Каждую пробу помещают в пакетик из плотной бумаги или целлофановый, нумеруют и отправляют в лабораторию с описью в сопроводительном документе. В нем указывают хозяйство, отделение или владельца животных, вид и количество их в стаде (отаре, табуне), дату взятия проб и цель исследо­вания.

В лабораторию отправляют пробы не более суточной дав­ности со времени их взятия. При исследовании на диктиокаулез и стронгилоидоз пробы следует доставлять в лабораторию не позже чем через 4 ч после взятия.

Если нет возможности своевременно доставить пробы в лабораторию, их можно консервировать, используя для этой цели физические и химические методы консервации.

Из физических методов наиболее распространенным и простым является воздействие низких температур. Пробы по­мещают в холодильник при температуре +2…-4°С, что задерживает развитие личинок.

Можно использовать и различные химические средства:

ü жидкость Барбагалло (3%-ный раствор формалина в изо­тоническом растворе натрия хлорида). В ней пробы фекалий могут сохраняться до двух недель;

ü смесь, состоящую из формалина (5 мл), глицерина (5 мл) и воды (100 мл);

ü смесь, состоящую из 0,2%-ного натрия азотнокислого (1900 мл), раствора Люголя (250 мл), формалина (300 мл) и глицерина (25 мл).

 

Гельминтоскопия

 

Для обнаружения гельминтов в фекалиях их смешивают с водой (1:10) и смеси дают отстояться. Через некоторое вре­мя (не менее 5 мин) верхний слой воды сливают, а к осадку приливают новую порцию воды. Так повторяют несколько раз, что позволяет удалить большую часть посторонних веществ, а в осадке остаются паразиты и нерастворимые тяжелые час­ти фекалий. Затем осадок исследуют макро- и микроскопи­чески.

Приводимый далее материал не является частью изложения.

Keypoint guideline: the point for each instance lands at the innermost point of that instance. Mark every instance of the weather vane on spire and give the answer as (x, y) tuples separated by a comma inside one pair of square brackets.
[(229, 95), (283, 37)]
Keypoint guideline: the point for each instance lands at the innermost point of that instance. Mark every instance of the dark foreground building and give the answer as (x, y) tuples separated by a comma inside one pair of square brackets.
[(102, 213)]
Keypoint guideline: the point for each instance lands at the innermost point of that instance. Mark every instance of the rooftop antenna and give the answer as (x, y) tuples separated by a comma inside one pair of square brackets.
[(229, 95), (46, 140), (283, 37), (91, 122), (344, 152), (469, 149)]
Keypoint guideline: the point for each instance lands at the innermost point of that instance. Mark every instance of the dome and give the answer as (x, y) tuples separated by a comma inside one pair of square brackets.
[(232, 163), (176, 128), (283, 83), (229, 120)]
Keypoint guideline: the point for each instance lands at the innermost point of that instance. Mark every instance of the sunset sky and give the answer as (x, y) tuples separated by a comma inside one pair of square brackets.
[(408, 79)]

Макроскопическое исследование. Промытый осадок фе­калий вновь разбавляют водой, небольшими порциями нали­вают в черную кювету и при медленном покачивании ее вни­мательно просматривают осадок. Можно брать осадок неболь­шими порциями, выливать в чашки Петри и просматривать под лупой или микроскопом. Некоторых гельминтов лучше просматривать на белом фоне. Поэтому рекомендуют одну половину кюветы окрашивать в черный цвет, другую – в бе­лый. Так последовательно просматривают весь материал. Обнаруженных паразитов выбирают препаровальной иглой или кисточкой и фиксируют.

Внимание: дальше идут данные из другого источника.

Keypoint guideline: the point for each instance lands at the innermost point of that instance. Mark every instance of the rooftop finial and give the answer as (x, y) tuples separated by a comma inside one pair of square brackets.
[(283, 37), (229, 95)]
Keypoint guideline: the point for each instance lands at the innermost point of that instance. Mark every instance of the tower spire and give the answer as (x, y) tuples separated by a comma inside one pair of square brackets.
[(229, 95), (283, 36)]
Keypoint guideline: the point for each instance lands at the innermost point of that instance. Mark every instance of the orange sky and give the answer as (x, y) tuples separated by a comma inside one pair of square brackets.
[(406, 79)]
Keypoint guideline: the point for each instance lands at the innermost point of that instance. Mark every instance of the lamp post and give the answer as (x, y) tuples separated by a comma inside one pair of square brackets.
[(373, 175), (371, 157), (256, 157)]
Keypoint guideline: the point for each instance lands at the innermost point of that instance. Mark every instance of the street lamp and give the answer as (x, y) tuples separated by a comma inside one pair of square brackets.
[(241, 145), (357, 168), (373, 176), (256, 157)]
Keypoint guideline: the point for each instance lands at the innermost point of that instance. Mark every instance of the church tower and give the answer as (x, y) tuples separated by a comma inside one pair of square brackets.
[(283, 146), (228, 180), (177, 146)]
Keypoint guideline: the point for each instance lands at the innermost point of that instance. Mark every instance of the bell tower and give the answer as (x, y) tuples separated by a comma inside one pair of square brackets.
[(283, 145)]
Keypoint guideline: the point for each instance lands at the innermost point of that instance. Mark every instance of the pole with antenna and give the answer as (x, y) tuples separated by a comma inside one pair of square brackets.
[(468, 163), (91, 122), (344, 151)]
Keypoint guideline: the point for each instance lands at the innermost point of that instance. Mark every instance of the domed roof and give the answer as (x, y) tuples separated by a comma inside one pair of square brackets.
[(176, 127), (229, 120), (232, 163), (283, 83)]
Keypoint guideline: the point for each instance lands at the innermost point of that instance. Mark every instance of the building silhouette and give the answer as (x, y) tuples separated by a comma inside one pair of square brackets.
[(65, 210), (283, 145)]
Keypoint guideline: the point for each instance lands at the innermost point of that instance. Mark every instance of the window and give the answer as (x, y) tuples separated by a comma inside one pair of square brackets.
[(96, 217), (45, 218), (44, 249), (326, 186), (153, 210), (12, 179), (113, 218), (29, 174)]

Микроскопическое исследование. Для обнаружения мел­ких форм паразитов отмытый осадок исследуют в бактерио­логических чашках с помощью штативной лупы (6-10-крат­ное увеличение).

 

Гельминтоовоскопия

Оборудование и средства. Для проведения гельминтоовоскопии необходимо следующее оборудование и материалы: микроскоп биологический (МБИ) или микроскоп биологичес­кий стереоскопический (МБС), предметные и покровные стек­ла, бактериологические чашки, пинцеты, ножницы, стеклянные палочки, фарфоровые ступки и пестики, стаканчики из стекла или синтетического материала с верхним диаметром 4-5 см (мензурки в форме усеченного конуса на 50 мл), можно ис­пользовать баночки Флоринского, ситечки с металлической или покровной сеткой (кусочки чулочной ткани или марли) с ве­личиной сторон ячеек 0,25-0,3 мм, центрифужные пробирки, центрифуга до 2 тыс. об/мин, металлические петли с диамет­ром кольца 5-8 мм, спиртовая или газовая горелка, флотаци­онные растворы, десенсиметр для проверки плотности флота­ционных растворов, глицерин, молочная кислота, глазные пипетки, целлофановая пленка.

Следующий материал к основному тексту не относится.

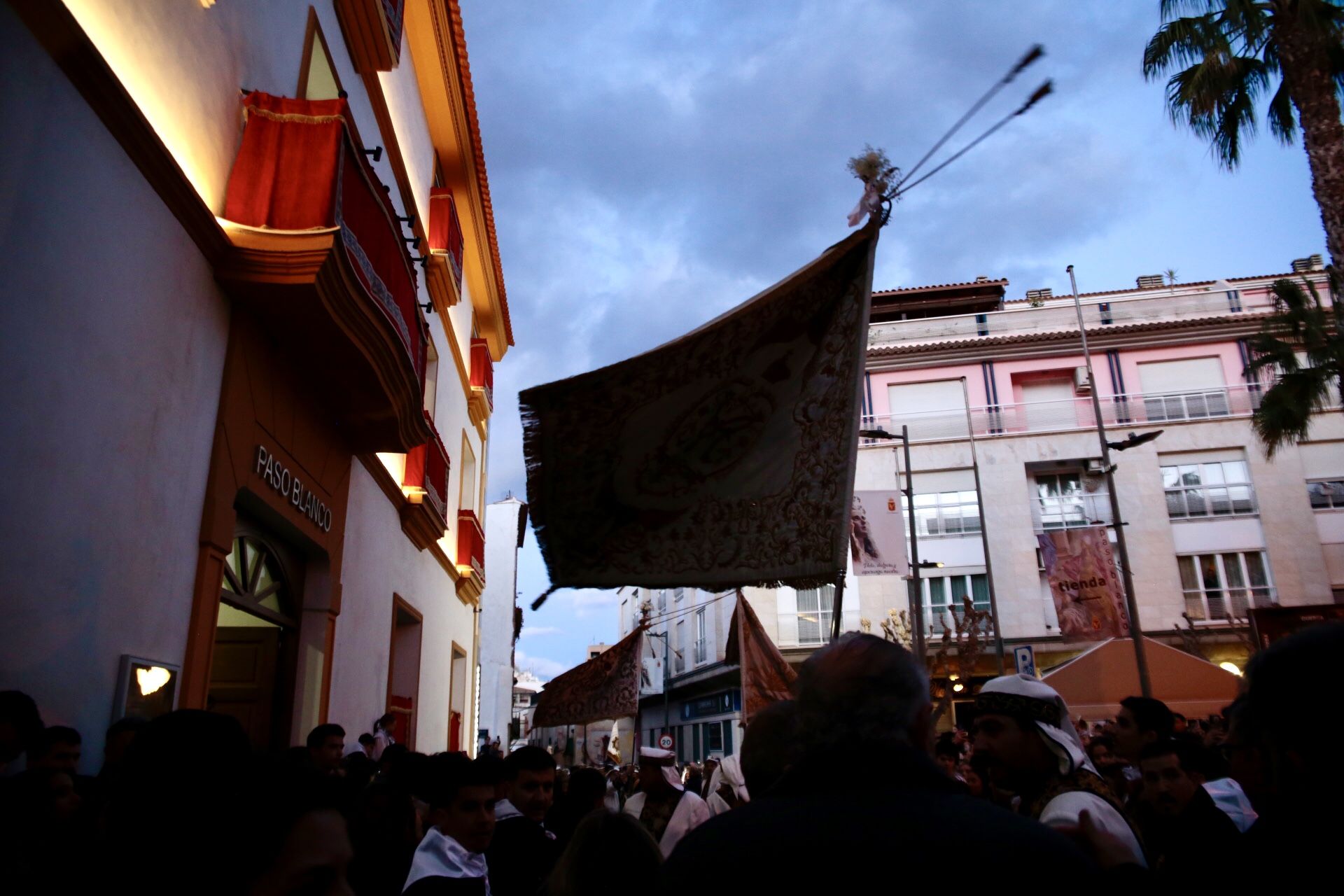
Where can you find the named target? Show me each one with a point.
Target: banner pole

Приготовление флотационных растворов. Насыщенный раствор натрия хлорида (NaCl). В эмалированное ведро с кипящей водой порциями кладут соль, постоянно помешивая деревянной лопаточкой до полного ра­створения. Соль добавляют до тех пор, пока она не начинает выпадать в осадок. Для приготовления раствора требуется 420 г соли на 1 л воды. В горячем виде раствор фильтруют через марлю. При остывании раствора кристаллы хлорида натрия выпадают в осадок, что свидетельствует о плотности насыщенного раствора, равной 1,18-1,20.

Раствор свинца нитрата (азотнокис­лого свинца) (Pb(NO3)2). Соль растворяют в горячей воде порциями при подогревании и постоянном помешивании до полного растворения. На 1 л воды требуется 650 г соли. Фильтровать раствор не обязательно. Плотность насыщенно­го раствора 1,5. Он обладает высокой флотационной способностью. Однако уже через 24 ч после приготовления плот­ность несколько падает за счет выпадения частиц соли в оса­док. Поэтому перед употреблением раствор подогревают с размешиванием осадка. Плотность уточняют десенсиметром.

Нитрат свинца – соль тяжелого металла, при работе с ним следует соблюдать осторожность.

Раствор аммония нитрата (NH43) готовят так же, как и предыдущий раствор. На 1 л воды расходуют 1500 г гранулированного порошка аммониевой селитры. Плот­ность раствора нитрата аммония должна быть 1,5.

Раствор натрия нитрата (NaNO3) готовят путем добавления на 1 л воды 1 кг азотнокислого натрия. Плотность раствора равна 1,38-1,40.

Раствор цинка сульфата (ZnSO4∙7H2O) приготавливают при добавлении на 1 л воды 400 г сернокис­лого цинка. Его плотность равна 1,24.

Раствор натрия тиосульфата (Nа2S2О3∙5Н2О) с плотностью 1,4 готовят путем добавления к 1л воды 1750 г вещества.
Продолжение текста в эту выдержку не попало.